For the most part, he wrote. “the only marks left by their efforts throughout the 1970s, 80s, and 90s were those scuffed into their shoes as police officers dragged them off the streets.”

And then, he says, something changed.

A small group of vegans decided to take a different, a controversial—within the movement—tack.

The 2001 schism splintered the vegan community into two camps: absolutists who tout veganism as an all-or-nothing moral imperative, and pragmatists who quietly advocate for incremental change.

Over the past 20 years the pragmatic side has won out, with the result, according to Purdy, that “the movement has morphed into one of the biggest disruptors of the American food system.”

The key message behind the effort was that getting people to eat less meat was easier than getting people to eat no meat—and that you might be able to spare more animals by doing that.

To propel this message forward, the small group decided on an inside strategy or trying to change farm animal welfare policy, pressuring companies to improve housing conditions for pigs and hens, and drafting legislation and ballot measures to get the issues in front of voters.

They also enlisted the support of groups like the Humane Society of the United States, which has enough money, smarts and political power to influence policy in that country, along with sympathetic CEOs of various companies.

Today the work of that small group of radical pragmatists has led to the creation of The Good Food Institute, a lobbying shop in Washington that represents the interests of meat-alternative food products.

According to Purdy, all of this has resulted in a force that is “a legitimate threat to meat industry practices.”

How did it do this?
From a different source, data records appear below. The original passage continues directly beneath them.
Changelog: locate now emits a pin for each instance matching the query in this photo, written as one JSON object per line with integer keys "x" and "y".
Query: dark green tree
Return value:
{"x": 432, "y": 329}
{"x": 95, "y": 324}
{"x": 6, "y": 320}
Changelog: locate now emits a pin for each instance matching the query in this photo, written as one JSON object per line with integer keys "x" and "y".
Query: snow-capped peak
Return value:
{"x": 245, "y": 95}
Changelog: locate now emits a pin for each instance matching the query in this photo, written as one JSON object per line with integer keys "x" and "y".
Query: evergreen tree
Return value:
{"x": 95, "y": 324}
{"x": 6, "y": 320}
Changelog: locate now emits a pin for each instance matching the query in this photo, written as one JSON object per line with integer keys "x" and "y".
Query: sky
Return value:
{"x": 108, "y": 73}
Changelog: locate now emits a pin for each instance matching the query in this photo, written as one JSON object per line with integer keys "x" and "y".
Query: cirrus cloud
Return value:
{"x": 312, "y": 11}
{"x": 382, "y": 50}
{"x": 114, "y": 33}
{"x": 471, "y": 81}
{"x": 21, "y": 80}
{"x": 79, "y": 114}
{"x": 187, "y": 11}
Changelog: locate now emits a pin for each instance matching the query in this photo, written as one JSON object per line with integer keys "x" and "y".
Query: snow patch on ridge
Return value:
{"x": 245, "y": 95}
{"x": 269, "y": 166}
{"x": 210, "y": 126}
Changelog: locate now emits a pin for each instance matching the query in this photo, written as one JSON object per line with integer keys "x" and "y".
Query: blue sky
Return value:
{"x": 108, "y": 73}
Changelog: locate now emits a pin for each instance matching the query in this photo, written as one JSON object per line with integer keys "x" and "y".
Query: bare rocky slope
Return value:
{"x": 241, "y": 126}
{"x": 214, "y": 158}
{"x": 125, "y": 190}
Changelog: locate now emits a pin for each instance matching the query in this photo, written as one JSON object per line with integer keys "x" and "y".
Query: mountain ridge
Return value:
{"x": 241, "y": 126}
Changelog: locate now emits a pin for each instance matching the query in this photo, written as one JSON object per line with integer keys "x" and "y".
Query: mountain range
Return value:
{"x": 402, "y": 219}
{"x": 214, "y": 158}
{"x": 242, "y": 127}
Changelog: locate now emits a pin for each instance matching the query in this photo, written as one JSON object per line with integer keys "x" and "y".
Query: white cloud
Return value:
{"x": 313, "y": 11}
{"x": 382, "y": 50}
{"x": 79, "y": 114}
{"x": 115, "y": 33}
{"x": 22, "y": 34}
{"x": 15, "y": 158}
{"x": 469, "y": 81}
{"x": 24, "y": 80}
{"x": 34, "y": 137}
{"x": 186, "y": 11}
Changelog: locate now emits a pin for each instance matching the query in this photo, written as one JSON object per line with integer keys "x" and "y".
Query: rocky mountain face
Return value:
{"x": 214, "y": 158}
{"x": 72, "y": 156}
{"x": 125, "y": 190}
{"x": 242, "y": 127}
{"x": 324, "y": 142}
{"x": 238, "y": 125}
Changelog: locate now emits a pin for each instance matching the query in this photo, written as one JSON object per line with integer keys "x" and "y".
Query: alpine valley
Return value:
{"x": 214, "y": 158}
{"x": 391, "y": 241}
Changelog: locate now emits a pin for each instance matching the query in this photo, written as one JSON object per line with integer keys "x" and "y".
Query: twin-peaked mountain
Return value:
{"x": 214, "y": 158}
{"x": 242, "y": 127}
Instead of throwing red paint at places like McDonald’s, they picked on farm animal production techniques that appealed to consumer emotions, got issues on to ballots, and forced companies to “defend practices that can seem draconian. Should piglets have their tails cut off without anesthesia? Should egg-laying hens and farrowing sows be crammed into cages in which they can barely move?”

Despite the success, not everyone in the movement is happy or onside.

Says Purdy: “The 2001 split in the vegan movement was painful, leaving behind feelings of resentment that never healed. From the absolutist point-of-view, the pragmatists diminished the importance of fighting for animal lives by concentrating their energies on farm animal welfare.”

Those absolutist tactics might make true believers feel good, but they estrange the movement from the mainstream culture, and fails to change behavior, Purdy says.

Or, as he put it, quoting one of the pragmatists, “when you ask people for all or nothing, typically you get nothing.”

The story of the vegan movement in the U.S. has parallels to other many causes that people dearly believe in. As long as true believers stay in their bubbles, and demand all-or-nothing in terms of commitment, they will forever be sidelined and ineffective.

Playing the insider game has its dangers, of course, but not working with the culture and the political structure is also a dangerous proposition. And isn’t getting something better than getting nothing?

That’s the big question facing social change groups. What’s your answer?